As this is my first post for the Library Research Plus blog I’d like to introduce myself. I’m Bill Ayres, the new Strategic Lead for Research Data Management based here in the Main Library since January 2020. I previously worked in IT for over fifteen years, most of them in HE, and then more lately as Research Data Manager at the University of Salford. I’m passionate about open research in general, and how this can connect researchers to foster cross-disciplinary projects and also have real-world benefits for people who may not otherwise have access to scholarly findings, outputs and data (especially data).
One important thing:
Usually, I would link out to various examples and case studies When I Talk About Data Repositories, but I’m going to be more general here. We are currently considering various options that will provide a fully-fledged data repository for the University – this is a very good thing – so in the interests of impartiality and fairness I won’t mention any specific platforms or technology suppliers.
One less important thing:
Apologies to Haruki Murakami for borrowing / mangling his book title for this post. It felt like a good idea when I thought of it late at night, a bit less so now (but I can’t think of a better one).
What good can a good institutional data repository do?
From a system perspective, and for the libraries that run the service, it provides a home for “curated” files, datasets and other resources that support research findings and publications. It shouldn’t be a dumping ground for everything, but a place for these important research assets that allows them to be stored, published and preserved.
With some funders mandating that data supporting publications be made available open access, and others recommending this, a data repository can also provide a straightforward option to ensure that compliance is covered.
It can be a powerful complementary system to the main institutional repository, one which can link to this in many ways and provide an alternative route for discovery and reuse of outputs, but also have its own character and profile.
There are clear and logical integrations that the repository can have with other useful systems e.g. a main institutional repository to connect outputs and data so that there are persistent links between them.

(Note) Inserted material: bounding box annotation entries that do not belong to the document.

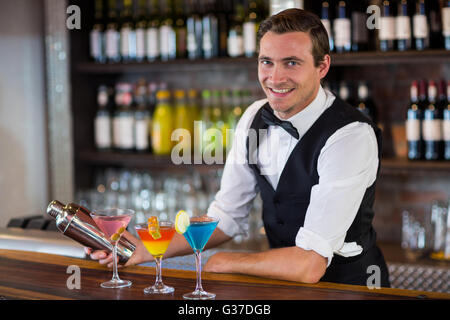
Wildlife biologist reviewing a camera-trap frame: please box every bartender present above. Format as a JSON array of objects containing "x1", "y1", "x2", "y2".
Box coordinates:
[{"x1": 86, "y1": 9, "x2": 390, "y2": 287}]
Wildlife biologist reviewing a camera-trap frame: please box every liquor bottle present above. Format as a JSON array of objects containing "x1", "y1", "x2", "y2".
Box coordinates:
[
  {"x1": 120, "y1": 0, "x2": 136, "y2": 63},
  {"x1": 217, "y1": 0, "x2": 231, "y2": 57},
  {"x1": 146, "y1": 0, "x2": 161, "y2": 61},
  {"x1": 441, "y1": 0, "x2": 450, "y2": 50},
  {"x1": 378, "y1": 0, "x2": 395, "y2": 51},
  {"x1": 94, "y1": 85, "x2": 112, "y2": 150},
  {"x1": 134, "y1": 79, "x2": 151, "y2": 152},
  {"x1": 243, "y1": 0, "x2": 260, "y2": 58},
  {"x1": 406, "y1": 81, "x2": 423, "y2": 160},
  {"x1": 422, "y1": 80, "x2": 442, "y2": 160},
  {"x1": 105, "y1": 0, "x2": 120, "y2": 63},
  {"x1": 320, "y1": 1, "x2": 334, "y2": 52},
  {"x1": 227, "y1": 1, "x2": 244, "y2": 58},
  {"x1": 351, "y1": 1, "x2": 369, "y2": 51},
  {"x1": 173, "y1": 0, "x2": 187, "y2": 59},
  {"x1": 202, "y1": 0, "x2": 219, "y2": 59},
  {"x1": 151, "y1": 89, "x2": 173, "y2": 155},
  {"x1": 135, "y1": 0, "x2": 148, "y2": 62},
  {"x1": 159, "y1": 0, "x2": 177, "y2": 61},
  {"x1": 413, "y1": 0, "x2": 430, "y2": 50},
  {"x1": 333, "y1": 1, "x2": 352, "y2": 53},
  {"x1": 186, "y1": 0, "x2": 203, "y2": 60},
  {"x1": 395, "y1": 0, "x2": 411, "y2": 51},
  {"x1": 356, "y1": 82, "x2": 378, "y2": 125},
  {"x1": 89, "y1": 0, "x2": 106, "y2": 63},
  {"x1": 442, "y1": 81, "x2": 450, "y2": 160}
]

There are opportunities there for reporting and metrics that examine ways people search for and discover data and published outputs, and how these may differ. There is also an opportunity to add the home institution branding to data and create or strengthen an association that may not occur if data is always hosted on external or publisher repositories. These benefits of integration can also extend outwards to researcher focused platforms e.g. ORCID, DataCite and similar.
And from a security and administration perspective, implementing an institutional data repository can help ensure that research data is safe, secure, covered by ethics and related policies, and also can be subject to review or checking where appropriate.
What I’ve talked about so far – a focus on integration, compliance, security, and review processes – is all great from the point of view of the institutional teams who “own” the data repository, and we need these to effectively manage and support it. But experience tells us that any system or service intended, primarily, for use by researchers and academics has to provide real-world benefits to them, and *crucially* be easy to use, or they will not utilise it or engage with the service offering it relates to. That adds up to a wasted investment for the institution, and a missed opportunity to give researchers a great platform.
So what should the institutional data repository be doing for its primary users, researchers?
Alongside the ease of use mentioned, it can fill a fundamental gap by providing a platform to publish data more quickly, easily and effectively than via other routes. For a long time efforts have been focused on publishing research outputs as the final part of the lifecycle. But a good data repository can facilitate a “just in time” ability to make data available to a wider audience throughout the research lifecycle. Adopting a light touch approach to curation of data deposits means that researchers can choose to share initial data, illustrate novel mid-project findings with relevant datasets, and looking past their standard data types they can share conference resources like posters, slides, or videos.
Talking about video, a data repository can provide an excellent place to store and showcase file types that can bring research to life: images, audio files, video and film clips, and in some cases there will be functionality that can preview or render 3D models and complex graphical files.
Increasingly data repositories also provide the ability for researchers to create collections of their own (or related) data outputs; a curated selection of datasets that links to similar open access resources created by others in the discipline can provide a resource with great potential for reuse or further investigation.
Researchers often need a place to store data for the longer term too. Funders and institutional policies may mandate a 5 year, 10 year, or even indefinite preservation requirement for research data. It can make good technical and practical sense to integrate digital preservation into a data repository, from straightforward bit-level preservation to more holistic solutions which will automatically convert file types and formats as applications and technology move on. An institutional data preservation option can give researchers peace of mind that their data will survive for the long term.
From a perspective beyond the home institution
As a final thought on this topic, I’d like to reflect back on the principles which are at the heart of open research and open data, in making that data FAIR (Findable, Accessible, Interoperable and Reusable) and Open. Beyond the anticipated audience of researchers and academic investigators, a great data repository can be a powerful gateway for access and reuse by researchers in the developing world, healthcare professionals, or by members of the public. We often forget that the costs of journal subscriptions or other payment models to access outputs and data act as an impassable barrier to institutions or individuals that are unable to pay them. It’s our duty to make as wide a range of research data as possible freely and easily available as this can have benefits that go far beyond the original investigation or discipline.